Perdue and House Democratic Caucus leader Calvin Smyre of Columbus met Monday to talk about the possibility of federal help with the state’s transportation and health care needs. Smyre is connected to the President-elect Barack Obama's transition team and has been working for federal help for Georgia in an economic stimulus package.
While Perdue offered praise for Obama and said he would be in Washington next week for the inauguration, he said the budget would not wait on the possibility of federal money.
“I am confident he and the new administration will do everything in their power to meet the challenges that face this nation,” Perdue said. “However we cannot plan by relying on the unknown.”
Symre, who was one of the lawmakers sent downstairs to escort Perdue to the House, said he was not surprised by the governor’s stand. In 2007, the state budget was held up for more than a month waiting on federal funds for child healthcare.
“If something happens during the session and we get some federal stimulus help, then it will help ease the pain,” Smyre said.
One of the topics Perdue touched on was reforming the Department of Human Resources and the way that mental health services are provided. That could have serious ramifications for West Central Georgia Regional Hospital in Columbus.
The facility was designated for closure three years ago, but was spared when the mental heath community and state lawmakers fought it with vigor. There has been discussion of privatization of facilities like West Central.
“We have got to be concerned with the reorganization of DHR,” said Rep. Carolyn Hugley, D-Columbus.Smyre agreed.
“I am curious to see what the future holds for the state mental health system,” Smyre said.
Perdue defended his decision to focus on DHR for cuts.
“Folks, we spend $3.8 billion within DHR every year – an agency that hasn’t undergone a major change since it was formed over three decades ago.” Perdue said.
The proposal calls for creation of a Department of Behavioral Health.
“I know some folks will be concerned with how this might affect jobs in their area, but when it comes to mental health, I believe wee have an obligation to provide services to Georgians as close as possible to where they live,” Perdue said.
The governor also focused on education and transportation.
He called for state legislation that would allow the state to remove elected school board members when a local district’s accreditation was a affected. It was sparked by Clayton County schools losing accreditation being pulled last year.

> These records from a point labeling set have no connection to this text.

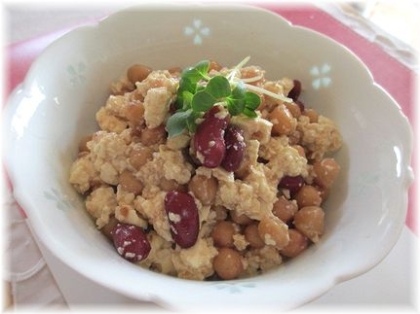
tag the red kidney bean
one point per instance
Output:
(295, 91)
(235, 147)
(293, 184)
(131, 242)
(183, 218)
(208, 139)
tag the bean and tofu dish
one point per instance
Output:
(208, 172)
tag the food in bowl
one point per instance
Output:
(210, 173)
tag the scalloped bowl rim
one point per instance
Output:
(183, 287)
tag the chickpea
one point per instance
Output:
(228, 264)
(310, 221)
(284, 209)
(326, 172)
(139, 156)
(130, 183)
(308, 195)
(297, 244)
(83, 144)
(137, 73)
(221, 212)
(273, 231)
(204, 188)
(300, 150)
(294, 109)
(222, 234)
(283, 121)
(240, 219)
(253, 237)
(311, 114)
(152, 136)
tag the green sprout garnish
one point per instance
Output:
(198, 93)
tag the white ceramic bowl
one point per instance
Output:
(55, 106)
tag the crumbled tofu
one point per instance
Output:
(195, 262)
(153, 210)
(101, 203)
(83, 174)
(282, 158)
(109, 122)
(125, 176)
(320, 137)
(156, 106)
(254, 129)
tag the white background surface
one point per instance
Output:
(390, 286)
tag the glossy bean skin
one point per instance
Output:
(273, 232)
(209, 138)
(183, 218)
(283, 121)
(293, 184)
(284, 209)
(235, 148)
(131, 242)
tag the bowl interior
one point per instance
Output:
(70, 81)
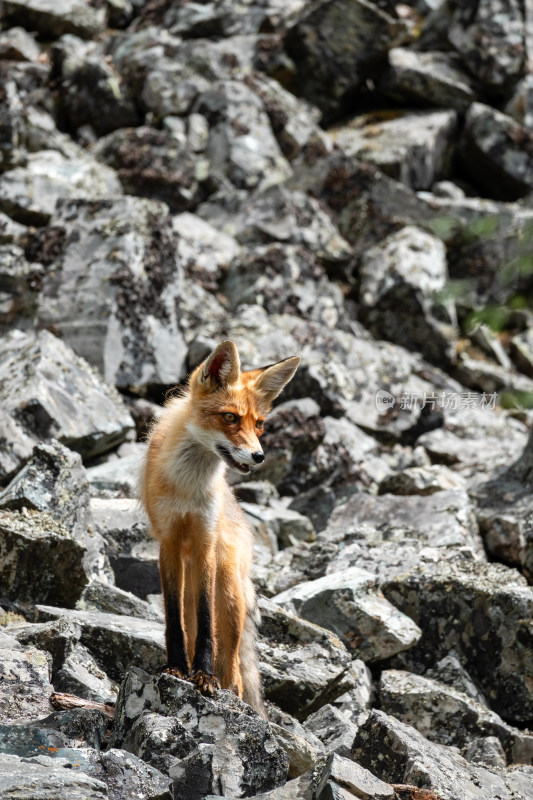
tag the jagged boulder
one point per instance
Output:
(46, 390)
(222, 745)
(116, 308)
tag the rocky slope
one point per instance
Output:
(346, 179)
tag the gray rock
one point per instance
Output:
(414, 148)
(81, 675)
(486, 750)
(29, 194)
(463, 605)
(399, 754)
(505, 519)
(115, 641)
(18, 45)
(444, 715)
(236, 747)
(40, 782)
(522, 351)
(204, 251)
(334, 730)
(386, 557)
(342, 778)
(48, 391)
(401, 283)
(437, 78)
(275, 522)
(331, 67)
(128, 776)
(133, 555)
(117, 477)
(356, 703)
(54, 481)
(497, 437)
(12, 151)
(91, 92)
(52, 19)
(302, 665)
(294, 122)
(150, 163)
(422, 481)
(520, 106)
(443, 519)
(349, 604)
(19, 282)
(495, 153)
(40, 560)
(99, 596)
(116, 308)
(25, 685)
(74, 669)
(298, 789)
(490, 40)
(450, 671)
(303, 756)
(261, 275)
(241, 144)
(280, 214)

“Never again, do I intend for the state to be handcuffed by our current law and powerless to help students who are being failed by the adults in their community,” he said.
That line drew the loudest applause from the lawmakers.
Seth Harp, R-Columbus, said it was similar to the speed Perdue gave Tuesday morning to state business leaders.“I didn’t hear anything new,” Harp said. “We got to flush it out.”
Lawmakers were given copies of the budget shortly before the speech and had not had time to digest the cuts.
Smyre was struck by the decision to borrow more than $1.2 billion for projects.
“That’s one of the largest bond issues I have ever seen,” said Smyre, who is entering his 35th year in the General Assembly.